Father disqualified from receiving SGLI benefits

In Prudential v. Grohman, federal judge William Jung of the Middle District of Florida, Tampa Division, considered a case of parents convicted of child abuse felonies in connection with the death of their child. The court ruled that neither parent was entitled to the benefit.

The father was a servicemember in the US Army. He purchased Servicemembers Group Life Insurance (SGLI) coverage on his infant child. The infant died of what was ruled a homicide caused by seizures resulting from head injuries. The father pled guilty in Tennessee to aggravated child abuse, causing bodily injury.

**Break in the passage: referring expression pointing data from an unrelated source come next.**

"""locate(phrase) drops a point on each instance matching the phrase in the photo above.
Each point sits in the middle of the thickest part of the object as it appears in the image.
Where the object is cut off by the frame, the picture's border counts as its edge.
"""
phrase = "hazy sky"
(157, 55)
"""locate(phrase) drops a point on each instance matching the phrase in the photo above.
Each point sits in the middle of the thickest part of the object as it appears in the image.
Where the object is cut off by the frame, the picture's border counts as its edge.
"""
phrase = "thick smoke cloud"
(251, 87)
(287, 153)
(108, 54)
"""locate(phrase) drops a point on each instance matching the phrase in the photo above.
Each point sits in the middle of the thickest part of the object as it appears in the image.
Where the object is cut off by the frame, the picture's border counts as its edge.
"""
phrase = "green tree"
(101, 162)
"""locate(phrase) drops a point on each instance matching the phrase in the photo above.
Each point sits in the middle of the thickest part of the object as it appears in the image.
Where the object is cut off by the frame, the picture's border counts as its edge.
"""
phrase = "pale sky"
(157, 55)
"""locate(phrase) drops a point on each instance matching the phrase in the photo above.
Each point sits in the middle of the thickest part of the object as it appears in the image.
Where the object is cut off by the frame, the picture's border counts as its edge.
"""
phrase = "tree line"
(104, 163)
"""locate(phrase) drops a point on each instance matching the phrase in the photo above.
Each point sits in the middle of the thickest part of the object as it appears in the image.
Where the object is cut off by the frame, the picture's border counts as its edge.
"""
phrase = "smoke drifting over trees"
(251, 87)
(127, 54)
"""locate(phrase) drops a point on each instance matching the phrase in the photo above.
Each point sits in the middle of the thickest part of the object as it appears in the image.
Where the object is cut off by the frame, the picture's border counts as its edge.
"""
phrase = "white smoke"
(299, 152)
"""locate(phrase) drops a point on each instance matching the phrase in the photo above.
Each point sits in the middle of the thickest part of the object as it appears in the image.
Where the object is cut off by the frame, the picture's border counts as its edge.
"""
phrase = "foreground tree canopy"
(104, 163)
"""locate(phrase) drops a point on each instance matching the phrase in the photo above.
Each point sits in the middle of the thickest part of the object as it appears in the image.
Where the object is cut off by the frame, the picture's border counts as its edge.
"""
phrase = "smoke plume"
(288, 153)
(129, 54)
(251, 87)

The court ruled that the father was not eligible to receive the benefits, citing 38 CFR Section 9.5:

(e)(1) The proceeds payable because of the death of an individual insured under Servicemembers' Group Life Insurance or Veterans' Group Life Insurance (“decedent”) shall not be payable to any person described in paragraph (e)(2) of this section. A Servicemembers' Group Life Insurance Traumatic Injury Protection benefit payable under § 9.20(j)(3) shall not be payable to any person described in paragraph (e)(2) of this section.

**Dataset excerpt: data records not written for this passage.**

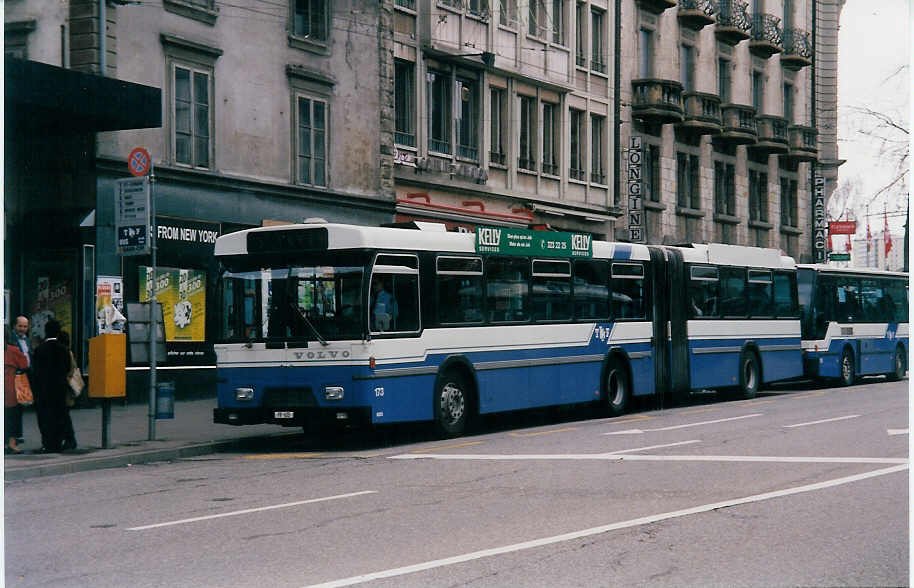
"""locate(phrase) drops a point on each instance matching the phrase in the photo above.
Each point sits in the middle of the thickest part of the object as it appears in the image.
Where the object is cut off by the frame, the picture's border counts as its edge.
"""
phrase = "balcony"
(739, 126)
(797, 49)
(657, 101)
(772, 135)
(766, 35)
(803, 143)
(656, 6)
(733, 24)
(702, 113)
(697, 14)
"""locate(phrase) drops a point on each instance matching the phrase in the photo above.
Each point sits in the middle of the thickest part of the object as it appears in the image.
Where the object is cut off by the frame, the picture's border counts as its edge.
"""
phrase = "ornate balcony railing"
(696, 14)
(701, 113)
(797, 49)
(733, 24)
(739, 125)
(766, 35)
(656, 6)
(657, 101)
(772, 134)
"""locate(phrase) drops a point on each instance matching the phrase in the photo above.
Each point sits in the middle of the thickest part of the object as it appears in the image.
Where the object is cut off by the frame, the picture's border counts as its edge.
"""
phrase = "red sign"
(842, 227)
(139, 162)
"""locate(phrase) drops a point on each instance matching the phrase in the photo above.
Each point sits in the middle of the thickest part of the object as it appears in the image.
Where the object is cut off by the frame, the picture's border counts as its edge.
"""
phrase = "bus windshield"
(303, 300)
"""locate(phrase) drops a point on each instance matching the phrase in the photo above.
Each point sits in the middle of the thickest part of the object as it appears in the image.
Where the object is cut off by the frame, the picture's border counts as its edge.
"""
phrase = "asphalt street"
(800, 486)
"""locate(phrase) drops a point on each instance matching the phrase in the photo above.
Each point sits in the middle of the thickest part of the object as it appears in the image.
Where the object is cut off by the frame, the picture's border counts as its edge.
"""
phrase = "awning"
(38, 95)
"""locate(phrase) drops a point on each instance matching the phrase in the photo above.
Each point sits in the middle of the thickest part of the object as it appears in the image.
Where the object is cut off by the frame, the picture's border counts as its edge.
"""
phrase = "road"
(800, 486)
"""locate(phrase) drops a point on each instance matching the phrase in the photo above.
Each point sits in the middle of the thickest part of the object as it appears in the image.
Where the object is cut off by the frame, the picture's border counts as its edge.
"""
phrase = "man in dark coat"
(50, 366)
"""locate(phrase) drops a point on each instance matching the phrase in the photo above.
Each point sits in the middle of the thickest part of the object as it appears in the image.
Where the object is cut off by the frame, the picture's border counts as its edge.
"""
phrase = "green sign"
(509, 241)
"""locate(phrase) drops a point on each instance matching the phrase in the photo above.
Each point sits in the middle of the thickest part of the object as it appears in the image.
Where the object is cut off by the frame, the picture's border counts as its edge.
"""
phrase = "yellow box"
(108, 366)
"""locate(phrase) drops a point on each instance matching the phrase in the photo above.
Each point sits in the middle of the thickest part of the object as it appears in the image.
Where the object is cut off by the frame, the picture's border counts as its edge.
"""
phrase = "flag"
(886, 235)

(2) The persons described in this paragraph are:

(i) A person who is convicted of intentionally and wrongfully killing the decedent or determined in a civil proceeding to have intentionally and wrongfully killed the decedent;

(ii) A person who is convicted of assisting or aiding, or determined in a civil proceeding to have assisted or aided, a person described in paragraph (e)(2)(i) of this section; and

(iii) A member of the family of a person described in paragraph (e)(2)(i) or (e)(2)(ii) of this section who is not related to the decedent by blood, legal adoption, or marriage.

The court then awarded the SGLI policy proceeds to the grandmother of the deceased infant.